Tote bei Angriff auf Regierungsgegner
7. Dezember 2019Bei einem bewaffneten Überfall auf ein zentrales Protestlager regierungskritischer Demonstranten in Bagdad sind nach Angaben des Innenministeriums vier Menschen getötet und 80 weitere verletzt worden. Augenzeugen berichten gar von mindestens 16 Toten und 100 Verletzten. Der genaue Tathergang und wer die Angreifer waren, ist bisher nicht bekannt.
Zeugen berichteten, bewaffnete Männer auf Pick-ups hätten nach Einbruch der Dunkelheit ein Gebäude nahe der Al-Sinek-Brücke angegriffen, in dem regierungskritische Soldaten seit Wochen ausharren. Danach sei Panik ausgebrochen.
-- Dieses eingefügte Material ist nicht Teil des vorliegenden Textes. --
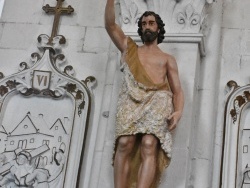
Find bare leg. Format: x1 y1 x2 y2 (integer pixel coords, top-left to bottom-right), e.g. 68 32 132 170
114 136 136 188
137 135 158 188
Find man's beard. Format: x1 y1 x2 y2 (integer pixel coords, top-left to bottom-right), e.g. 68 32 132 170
142 29 158 43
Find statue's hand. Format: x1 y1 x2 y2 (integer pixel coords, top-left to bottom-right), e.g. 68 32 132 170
167 111 181 131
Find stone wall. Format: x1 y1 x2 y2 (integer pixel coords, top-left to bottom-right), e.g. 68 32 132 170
0 0 250 188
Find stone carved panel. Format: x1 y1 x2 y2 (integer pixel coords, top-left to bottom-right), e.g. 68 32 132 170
0 35 95 188
120 0 213 33
221 81 250 188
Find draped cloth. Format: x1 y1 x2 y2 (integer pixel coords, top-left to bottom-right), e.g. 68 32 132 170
113 37 173 188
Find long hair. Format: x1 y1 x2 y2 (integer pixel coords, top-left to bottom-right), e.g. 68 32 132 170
137 11 166 44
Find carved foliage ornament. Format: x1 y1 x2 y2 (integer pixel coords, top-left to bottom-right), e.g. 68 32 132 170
120 0 214 33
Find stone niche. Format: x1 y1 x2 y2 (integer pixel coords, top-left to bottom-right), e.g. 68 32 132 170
221 81 250 188
0 35 95 188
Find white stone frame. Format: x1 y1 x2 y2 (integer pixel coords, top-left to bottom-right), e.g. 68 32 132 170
220 81 250 188
0 36 95 188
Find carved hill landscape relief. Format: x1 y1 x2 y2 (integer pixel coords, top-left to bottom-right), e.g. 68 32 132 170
0 108 71 187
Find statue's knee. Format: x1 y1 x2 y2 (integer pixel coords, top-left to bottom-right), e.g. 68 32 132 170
117 137 135 152
141 137 157 155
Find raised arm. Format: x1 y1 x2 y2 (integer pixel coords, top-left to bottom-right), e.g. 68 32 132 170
105 0 127 52
167 57 184 131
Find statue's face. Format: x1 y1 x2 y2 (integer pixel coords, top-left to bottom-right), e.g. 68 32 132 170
142 15 159 43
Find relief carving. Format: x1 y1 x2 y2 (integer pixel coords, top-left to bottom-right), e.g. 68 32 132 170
120 0 214 33
220 81 250 188
0 35 96 188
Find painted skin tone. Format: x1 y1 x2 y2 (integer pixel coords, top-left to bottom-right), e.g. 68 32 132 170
105 0 184 188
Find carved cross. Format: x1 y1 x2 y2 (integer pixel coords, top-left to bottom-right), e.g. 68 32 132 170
43 0 74 45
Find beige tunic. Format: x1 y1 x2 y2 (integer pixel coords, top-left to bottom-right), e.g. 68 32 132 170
115 38 173 188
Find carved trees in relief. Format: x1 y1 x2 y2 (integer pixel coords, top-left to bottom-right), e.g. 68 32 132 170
120 0 213 33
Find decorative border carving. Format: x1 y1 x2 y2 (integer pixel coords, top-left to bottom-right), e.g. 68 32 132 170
0 35 96 188
220 80 250 188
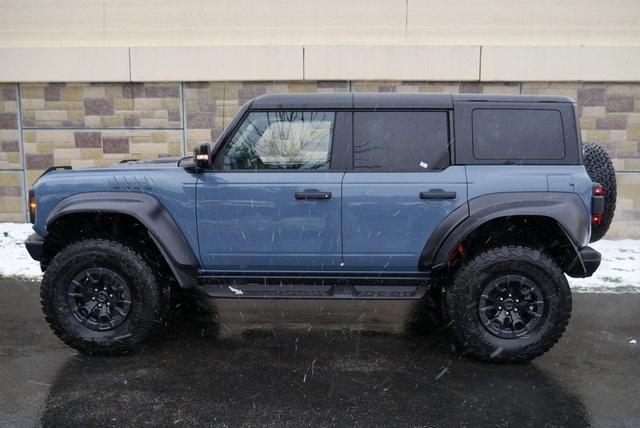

Menschen seien unter Beschuss in die umliegenden Gassen geflohen. Eine Ärztin in einem nahegelegenen provisorischen Krankenhaus sagte, sie habe mindestens fünf Patienten mit Stichwunden behandelt.
Protestcamp in Flammen
Am Donnerstag waren Tausende Anhänger der schiitischen Hasched-al-Schaabi-Milizen auf den Tahrir-Platz in Bagdad geströmt, wo Regierungsgegner ein Protestcamp errichtet haben. Viele der Demonstranten reagierten beunruhigt auf den Aufmarsch der Männer. Nach einer Phase der Ruhe brach an diesem Freitag das Chaos aus. Das Staatsfernsehen berichtete, die Proteststätte sei von Unbekannten in Brand gesteckt worden.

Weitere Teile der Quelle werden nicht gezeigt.